Adam. Casper the Ghost. Angel Dust. Alice. Mister Blue. Muzzle. Moonrock. Brownies. Yen Pop. And then beside those, phrases such as: Zips, Zoomer, House Piece, Holding, Gunther, Trap, Tweaker, Graduate, Toss Up, Teardrops. And then dates and names. Full names, often with last known addresses, or just a street name and cross reference. Dollar amounts, with phrases like, Teener, Spoon, Eight Ball, Sixty-Two. There were symbols, but no legend. There were photos; mugshots, tattoos or scars that could obviously identify the person depicted in the image.
And finally a whole section devoted to payments.
Some were names and figures written in red ink with a cross in the last column. Paid.
Others were in black and had gruesome photos attached. Also paid.
I'd thought it back then, but now with distance and time to shield me, the emotion was more fervent. More real. I couldn't fathom how Rick had put his pen, red or black, to that ledger paper and scratched out those letters without feeling something. How had he come home to me at night and not dwelled on those photos? Not felt relief for those people who ended up in the red line with a cross in their final column. Not felt shock and horror at those that ended up black.
I sat there as Ryan methodically read every single line, no doubt understanding the language, or code, or slang, or whatever the fuck it was. Probably not even needing a legend to figure out the symbols. He didn't say anything. He just kept reading, slowly turning the pages, and occasionally jotting a few words down on a notepad to the side.
I became numb. I tried to tell myself it wasn't the Rick I knew and loved. It was someone else. I was someone else. I hadn't lived on the edges of this strange, vile world. I hadn't known someone intimately who survived in its trenches for years. I wasn't guilty by association, tainted by the filth Rick touched.
But I was, wasn't I?
Ryan made a sound, a slightly excited sound. Although any sound seemed animated after the slow, methodical turning of the pages and the dreadful silence that preceded the next. He flicked back several sheets, then returned to where he had read to, then checked his notes. From what I could tell, in my frozen state of denial, he was comparing a symbol that appeared in each of those spots. A stylised palm tree with a strange pointed cap at its top.
"What do you make of that?" he asked, pointing to the symbol.
"A palm tree."
"With a Phrygian cap," he added. A what? "This is good."
"Why?"
"It's a symbol of Haiti."
"What's Haiti got to do with Roan McLaren?"
"Well, ordinarily, it hasn't got anything to do with him," Ryan explained. "But these symbols here," he pointed to a page with several different symbols against large figures and some of those words like Alice and Angel Dust and Mister Blue. "I'm thinking they're for people. Important people. Such as his largest suppliers."
"Why would you think that?" Granted some of the dollar amounts - or was that weights? - seemed large, but it really could have meant anything.
"The palm tree," he announced, sitting back in his seat with a satisfied air.
"The symbol for Haiti?"
"Yeah. And I'm guessing a certain Haitian born Auckland drug lord would use a symbol like that, don't you?"
I frowned at him.
"This ledger's a goldmine, Marie." I'd never want to wear gold ever again. "Not only does it shed some very disturbing light on how McLaren settled unpaid debts." My stomach roiled. "But it ties Wellington's premier criminal to at least one of New Zealand's most wanted drug traffickers of all time.
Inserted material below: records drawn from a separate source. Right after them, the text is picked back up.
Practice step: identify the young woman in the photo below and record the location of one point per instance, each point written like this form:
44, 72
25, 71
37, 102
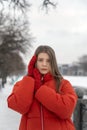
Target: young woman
44, 98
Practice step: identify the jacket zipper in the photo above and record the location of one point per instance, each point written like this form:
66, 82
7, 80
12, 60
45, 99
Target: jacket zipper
42, 121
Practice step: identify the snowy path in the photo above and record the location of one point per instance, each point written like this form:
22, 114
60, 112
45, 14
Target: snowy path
9, 119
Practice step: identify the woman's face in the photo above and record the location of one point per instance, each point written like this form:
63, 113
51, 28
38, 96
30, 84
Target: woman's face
43, 63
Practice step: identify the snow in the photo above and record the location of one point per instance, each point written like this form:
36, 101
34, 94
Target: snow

You know what you've done?" he asked, seeming elated by whatever he'd uncovered between those filthy pages.
I shook my head, frown still in place. He reached up and rubbed his thumb over the creases in my forehead and smiled, intense brown eyes staring straight through me.
"You've handed the Crown Prosecutor, not one, but two and possibly more, criminals at once." he lifted a hand between us and started to count fingers off. "Roan McLaren. Declan King. And I'm betting the boys on the Organised Crime Squad assigned to CIB Narcotics would be able to work out the rest of these symbols as well."
He stared at me for a long while, maybe expecting me to clap my hands? I blinked back at him. Sure, two drug lords instead of one has to be good, but I'd always known the ledger held more evil bastards than just Roan McLaren inside.
"Babe," Ryan said, with a little frustrated sigh at my lack of enthusiasm. "This is better than I first thought. This is your ticket to freedom."
It is?
"I gotta call Dominic and let him know."
He leaned forward and gave me a peck on the lips, then stood up already pulling his cellphone from his jeans pocket. I watched him walk towards the hallway, probably to have the call in privacy, away from Daisy's prying ears.